Full question:
My husband passed away recently. He was a successful cardiologist who worked with many reputed hospitals in Santa Cruz and San Diego. We acquired a substantial amount property during our marriage. Since he was well established before the marriage, he owned several properties even before our marriage. We adopted 2 kids and he did not have a will at the time of his death. In this scenario, I am curious about how our property will be treated when the question of dividing it arise?
- Category: Wills and Estates
- Date:
- State: California
Answer:
In California, property division without a will is governed by the California Probate Code § 6401. Here’s how it works:
Community Property: As the surviving spouse, you will receive half of the community property. This includes property acquired during the marriage.
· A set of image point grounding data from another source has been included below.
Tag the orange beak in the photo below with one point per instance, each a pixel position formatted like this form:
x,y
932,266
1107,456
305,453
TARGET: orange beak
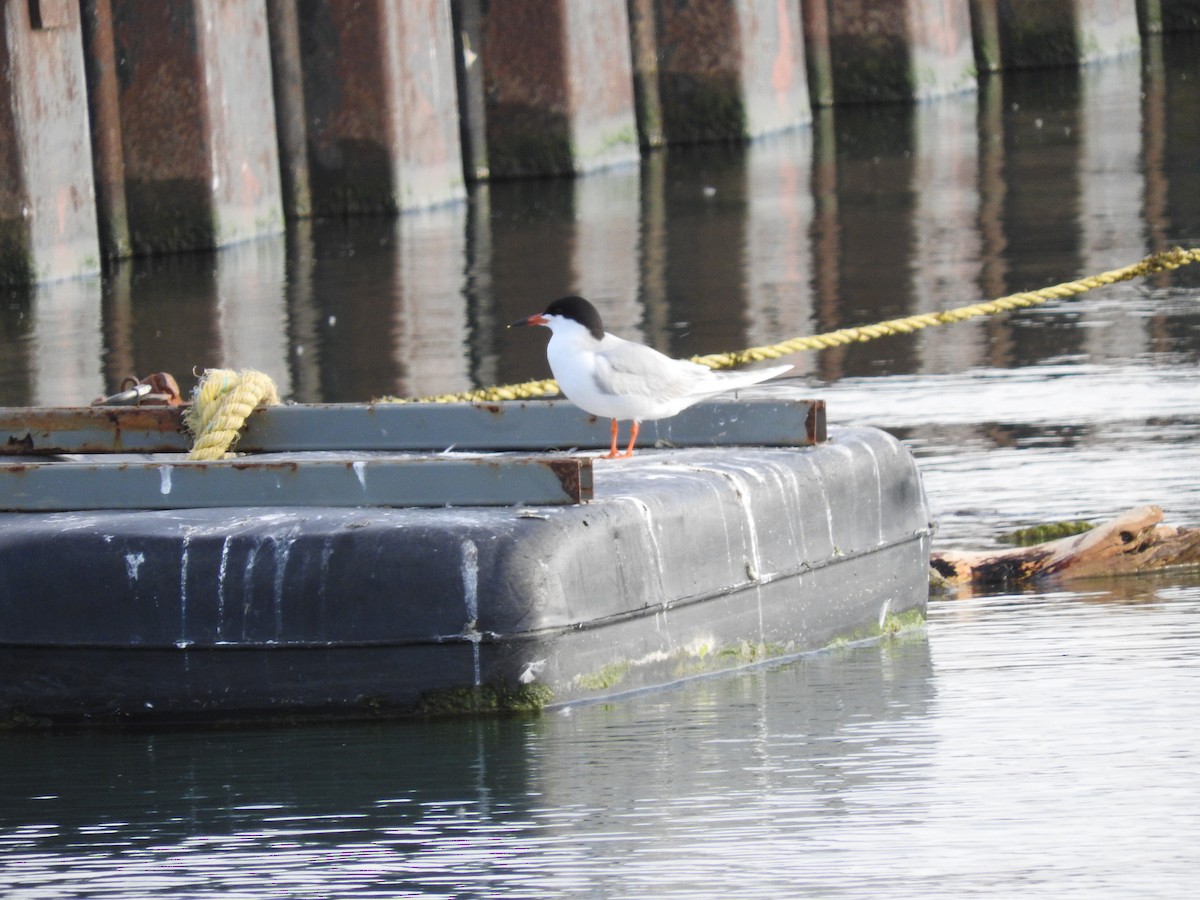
x,y
535,319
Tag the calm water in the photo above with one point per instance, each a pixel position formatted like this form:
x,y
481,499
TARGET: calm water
x,y
1024,744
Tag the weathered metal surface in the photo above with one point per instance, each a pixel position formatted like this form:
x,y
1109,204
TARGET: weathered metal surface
x,y
540,425
468,35
197,123
903,51
287,79
382,107
105,117
1065,33
47,208
688,562
1180,15
731,70
558,87
288,480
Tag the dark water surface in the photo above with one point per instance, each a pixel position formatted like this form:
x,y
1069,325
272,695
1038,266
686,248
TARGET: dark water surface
x,y
1024,744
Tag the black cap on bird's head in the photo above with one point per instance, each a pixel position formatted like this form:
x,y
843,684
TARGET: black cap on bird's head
x,y
569,307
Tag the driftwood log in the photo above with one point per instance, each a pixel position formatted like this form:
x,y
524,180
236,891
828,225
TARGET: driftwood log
x,y
1135,541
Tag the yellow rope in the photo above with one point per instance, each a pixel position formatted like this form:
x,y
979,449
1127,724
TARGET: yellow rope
x,y
221,403
1159,262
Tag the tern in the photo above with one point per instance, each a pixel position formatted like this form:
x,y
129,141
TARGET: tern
x,y
615,378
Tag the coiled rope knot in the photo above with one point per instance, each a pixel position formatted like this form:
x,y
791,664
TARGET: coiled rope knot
x,y
221,403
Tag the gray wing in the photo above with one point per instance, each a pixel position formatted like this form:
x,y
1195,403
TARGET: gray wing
x,y
629,369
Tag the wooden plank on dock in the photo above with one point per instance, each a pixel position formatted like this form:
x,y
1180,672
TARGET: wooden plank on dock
x,y
535,426
287,480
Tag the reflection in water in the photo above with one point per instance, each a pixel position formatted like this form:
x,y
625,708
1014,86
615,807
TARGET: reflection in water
x,y
873,213
1041,743
1033,744
509,807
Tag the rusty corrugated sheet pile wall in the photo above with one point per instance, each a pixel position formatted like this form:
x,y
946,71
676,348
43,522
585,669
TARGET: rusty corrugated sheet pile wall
x,y
142,126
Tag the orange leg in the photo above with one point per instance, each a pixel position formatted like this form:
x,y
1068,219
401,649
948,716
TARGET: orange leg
x,y
629,451
633,438
612,453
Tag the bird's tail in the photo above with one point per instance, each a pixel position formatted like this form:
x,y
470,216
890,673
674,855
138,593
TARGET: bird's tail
x,y
731,381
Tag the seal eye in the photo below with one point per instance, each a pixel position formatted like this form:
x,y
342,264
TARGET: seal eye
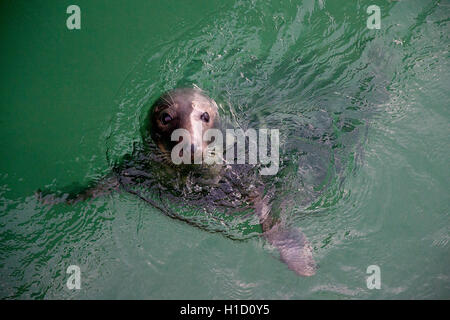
x,y
205,117
166,118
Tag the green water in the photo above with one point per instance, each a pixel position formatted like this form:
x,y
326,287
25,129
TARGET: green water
x,y
363,116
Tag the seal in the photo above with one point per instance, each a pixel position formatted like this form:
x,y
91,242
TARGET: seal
x,y
225,185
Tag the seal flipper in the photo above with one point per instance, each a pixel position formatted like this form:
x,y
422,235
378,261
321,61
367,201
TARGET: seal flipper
x,y
295,249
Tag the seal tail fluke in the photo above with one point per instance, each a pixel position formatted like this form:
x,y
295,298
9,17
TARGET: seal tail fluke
x,y
295,250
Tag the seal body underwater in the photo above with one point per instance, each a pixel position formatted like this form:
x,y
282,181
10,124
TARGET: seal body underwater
x,y
224,185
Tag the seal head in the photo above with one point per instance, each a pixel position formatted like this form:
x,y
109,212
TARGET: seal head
x,y
188,109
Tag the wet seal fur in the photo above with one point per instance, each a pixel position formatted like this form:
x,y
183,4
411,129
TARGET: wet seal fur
x,y
191,109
Quasi-Community Property: You will also receive half of any quasi-community property that your husband owned.
Separate Property: For separate property (property owned before marriage), the division depends on the number of children:
- If there are no children or other close relatives, you receive all of it.
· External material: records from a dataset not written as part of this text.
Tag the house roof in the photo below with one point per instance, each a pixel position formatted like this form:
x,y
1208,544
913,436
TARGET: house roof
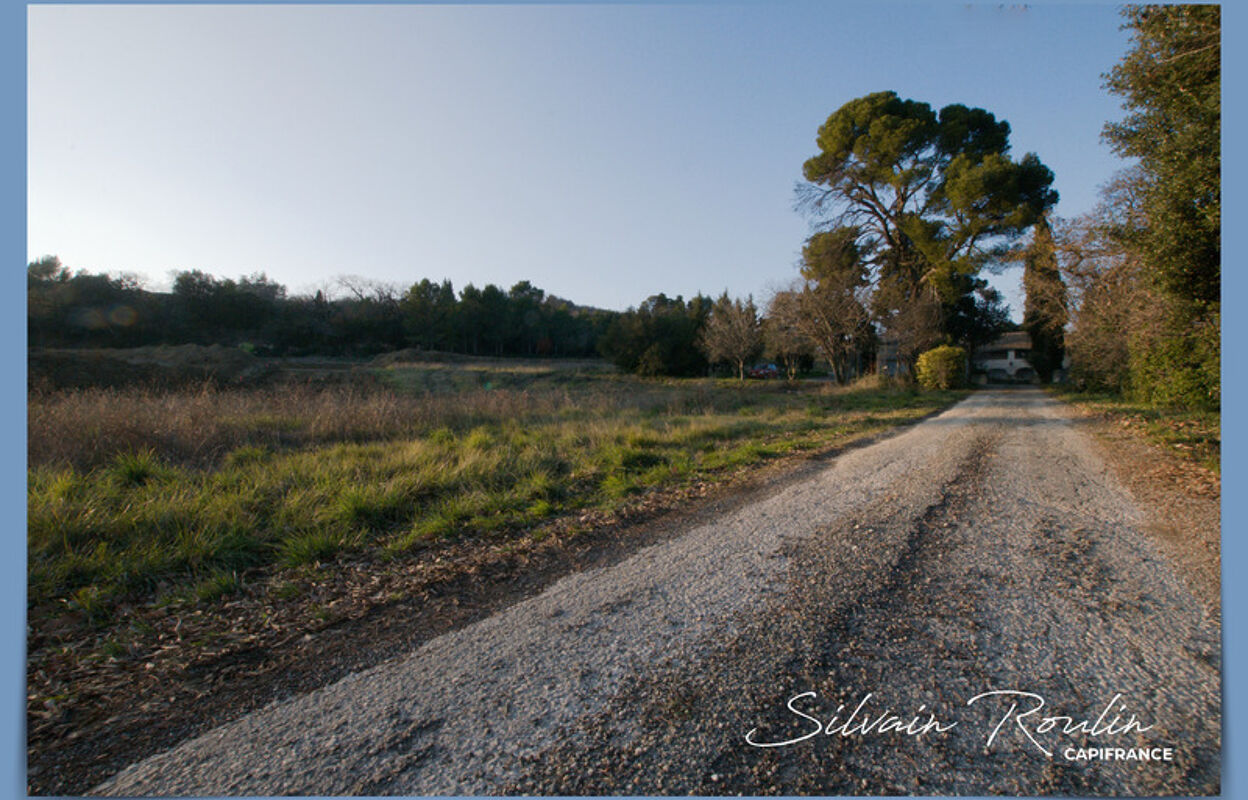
x,y
1014,340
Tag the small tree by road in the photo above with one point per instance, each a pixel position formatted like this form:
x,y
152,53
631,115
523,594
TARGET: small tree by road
x,y
733,333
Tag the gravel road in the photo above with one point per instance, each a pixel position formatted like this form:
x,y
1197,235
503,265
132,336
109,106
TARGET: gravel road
x,y
986,549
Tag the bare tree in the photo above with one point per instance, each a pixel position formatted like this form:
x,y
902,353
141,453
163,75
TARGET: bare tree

- If there is one child, you receive half, and the child gets the other half.
- If there are two or more children, you receive one-third, and the children share the remaining two-thirds equally.
Since you adopted two children, they will be treated the same as biological children under the law. Therefore, you will receive half of the community property and one-third of the separate property, while the adopted children will receive the remaining two-thirds of the separate property.
This content is for informational purposes only and is not legal advice. Legal statutes mentioned reflect the law at the time the content was written and may no longer be current. Always verify the latest version of the law before relying on it.